Il futuro dell’alimentazione sostenibile è l’acquacoltura. Ecco di cosa si tratta e le ripercussioni di questo sistema di allevamento ittico.
Pratica molto antica, l’acquacoltura negli ultimi anni è tornata alla ribalda, diffondendosi sempre più in tutto il mondo. Anzi sembra proprio rappresentare il futuro per un’alimentazione sostenibile. Si tratta di una tecnica di allevamento ittico volta a produrre organismi come pesci, molluschi e crostacei all’interno di ambienti delineati nonché tenuti sotto controllo dall’occhio umano.
Lo svolgimento di questa tecnica può avvenire sia nelle acque salate, sia in quelle dolci e si distingue in due tipologie. Da un lato c’è l’acquacoltura estensiva che prevede come l’uomo semini gli organismi per poi controllarli, dall’altro lato quella intensiva che avviene quando vengono anche somministrati specifici mangimi per far crescere i pesci a un ritmo più serrato.
Per quanto riguarda l’Italia, l’acquacoltura è molto sviluppata con più di 800 impianti che danno vita a una produzione ittica pari a 140mila tonnellate annuali. Inoltre nel settore sono coinvolte circa 7500 persone dimostrando quanto questo comparto sia florido. Principalmente a livello italiano riguarda specie come spigola, orata, vongole, mitili e veraci e si concentra in Emilia Romagna e Veneto.
La sfida più grande nel futuro per l’acquacoltura, metodo sempre più diffuso, sarà riuscire a soddisfare l’immensa domanda di prodotti ittici, cresciuta a dismisura negli ultimi anni.
Secondo alcune proiezioni il divario tra l’offerta e la domanda di questi prodotti potrebbe ulteriormente crescere nel prossimo futuro. Per risolvere questa situazione potranno essere messe in campo soluzioni come dare vita ad allevamenti di frutti di mare sulla terra ferma oppure offshore. Si parla di acquacoltura rigenerativa: questa potrebbe essere quindi la svolta per riuscire ad aumentare la produzione dei frutti di mare.
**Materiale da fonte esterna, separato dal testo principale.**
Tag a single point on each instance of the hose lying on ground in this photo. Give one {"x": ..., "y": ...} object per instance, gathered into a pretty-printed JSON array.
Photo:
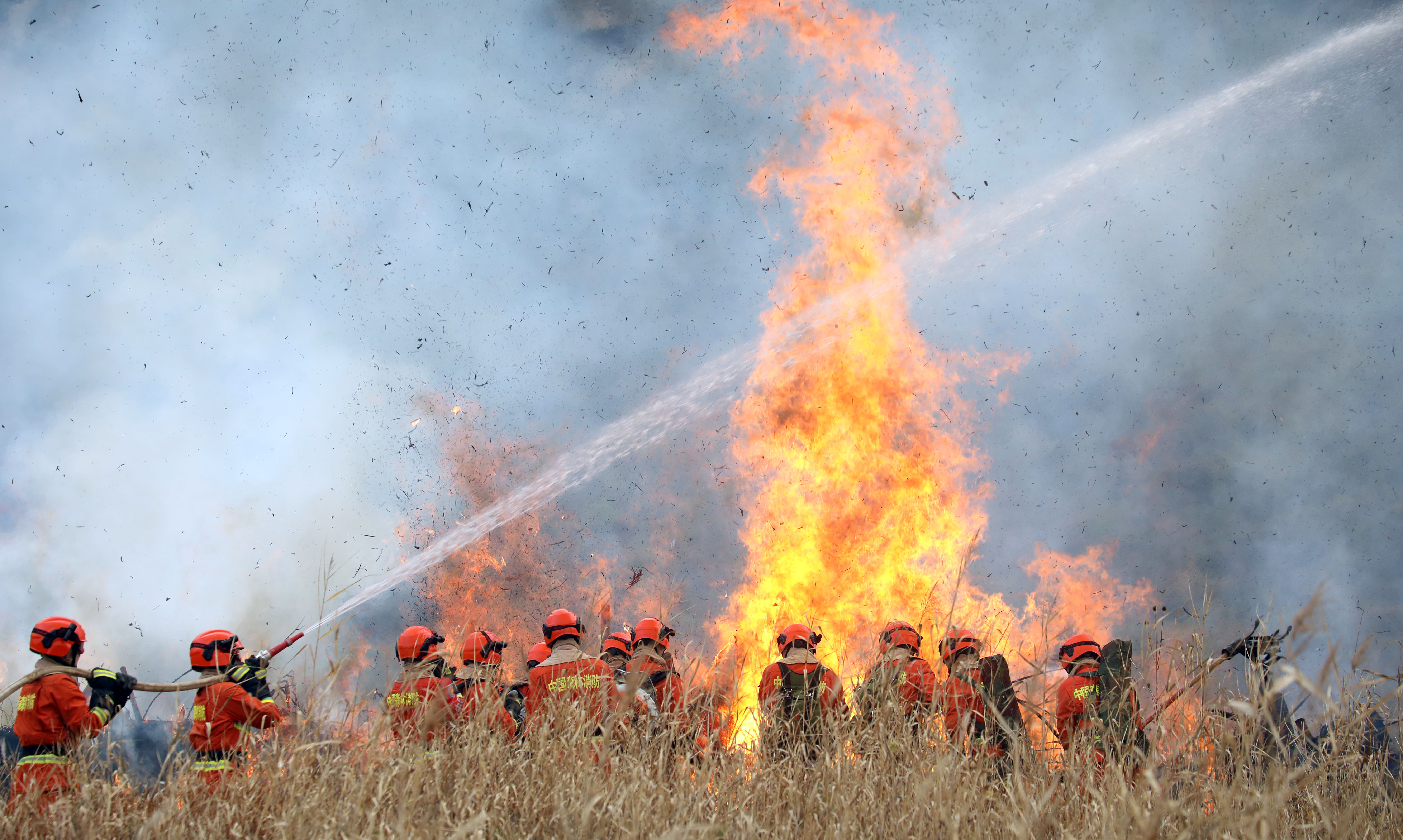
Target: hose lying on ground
[{"x": 82, "y": 674}]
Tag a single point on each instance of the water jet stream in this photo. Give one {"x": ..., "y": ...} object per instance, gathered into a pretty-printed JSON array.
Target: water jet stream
[{"x": 715, "y": 385}]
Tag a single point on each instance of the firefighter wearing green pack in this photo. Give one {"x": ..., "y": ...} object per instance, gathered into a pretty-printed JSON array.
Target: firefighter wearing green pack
[
  {"x": 1096, "y": 706},
  {"x": 802, "y": 700}
]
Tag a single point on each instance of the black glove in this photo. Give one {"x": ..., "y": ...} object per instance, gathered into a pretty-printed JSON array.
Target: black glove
[
  {"x": 253, "y": 678},
  {"x": 111, "y": 691}
]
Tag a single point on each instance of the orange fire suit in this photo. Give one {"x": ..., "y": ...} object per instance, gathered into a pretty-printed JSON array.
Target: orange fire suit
[
  {"x": 224, "y": 714},
  {"x": 53, "y": 719},
  {"x": 572, "y": 681},
  {"x": 830, "y": 698},
  {"x": 483, "y": 702},
  {"x": 966, "y": 719},
  {"x": 667, "y": 685},
  {"x": 1077, "y": 706},
  {"x": 915, "y": 685},
  {"x": 422, "y": 709}
]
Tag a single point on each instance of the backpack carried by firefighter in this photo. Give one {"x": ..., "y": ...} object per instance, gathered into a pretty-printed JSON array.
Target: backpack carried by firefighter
[
  {"x": 1001, "y": 700},
  {"x": 1117, "y": 709},
  {"x": 802, "y": 698}
]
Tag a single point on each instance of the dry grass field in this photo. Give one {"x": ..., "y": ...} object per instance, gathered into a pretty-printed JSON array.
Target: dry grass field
[{"x": 880, "y": 780}]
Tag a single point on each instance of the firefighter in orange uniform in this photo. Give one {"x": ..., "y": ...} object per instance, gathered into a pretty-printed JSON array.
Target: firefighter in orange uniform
[
  {"x": 963, "y": 696},
  {"x": 570, "y": 688},
  {"x": 517, "y": 693},
  {"x": 900, "y": 677},
  {"x": 227, "y": 714},
  {"x": 802, "y": 699},
  {"x": 422, "y": 702},
  {"x": 617, "y": 653},
  {"x": 661, "y": 688},
  {"x": 1078, "y": 695},
  {"x": 479, "y": 683},
  {"x": 54, "y": 717}
]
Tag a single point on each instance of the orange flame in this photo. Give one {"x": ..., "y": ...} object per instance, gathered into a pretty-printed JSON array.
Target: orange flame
[{"x": 856, "y": 454}]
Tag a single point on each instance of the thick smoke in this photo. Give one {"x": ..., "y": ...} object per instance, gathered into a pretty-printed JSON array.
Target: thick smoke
[{"x": 266, "y": 235}]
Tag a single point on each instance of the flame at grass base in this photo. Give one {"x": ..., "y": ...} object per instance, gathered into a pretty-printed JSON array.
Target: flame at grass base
[{"x": 858, "y": 458}]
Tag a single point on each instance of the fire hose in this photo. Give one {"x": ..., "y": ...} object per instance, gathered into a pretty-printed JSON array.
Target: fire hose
[{"x": 155, "y": 688}]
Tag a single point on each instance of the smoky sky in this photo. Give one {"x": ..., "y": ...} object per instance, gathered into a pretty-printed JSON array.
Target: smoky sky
[{"x": 243, "y": 243}]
Usata in particolare per ostriche, cozze, vongole e alghe, l’acquacoltura rigenerativa non solo permetterà di aumentare la produzione, ma lo farà donando benefici agli ecosistemi: per esempio riesce a permettere il filtraggio dell’acqua. In ogni caso sarà necessario evitare qualsiasi pratica intensiva anche nell’acqua che non fa che minare i mari, mettendo in forte rischio la biodiversità oltre che portare a spostamenti in massa delle specie autoctone.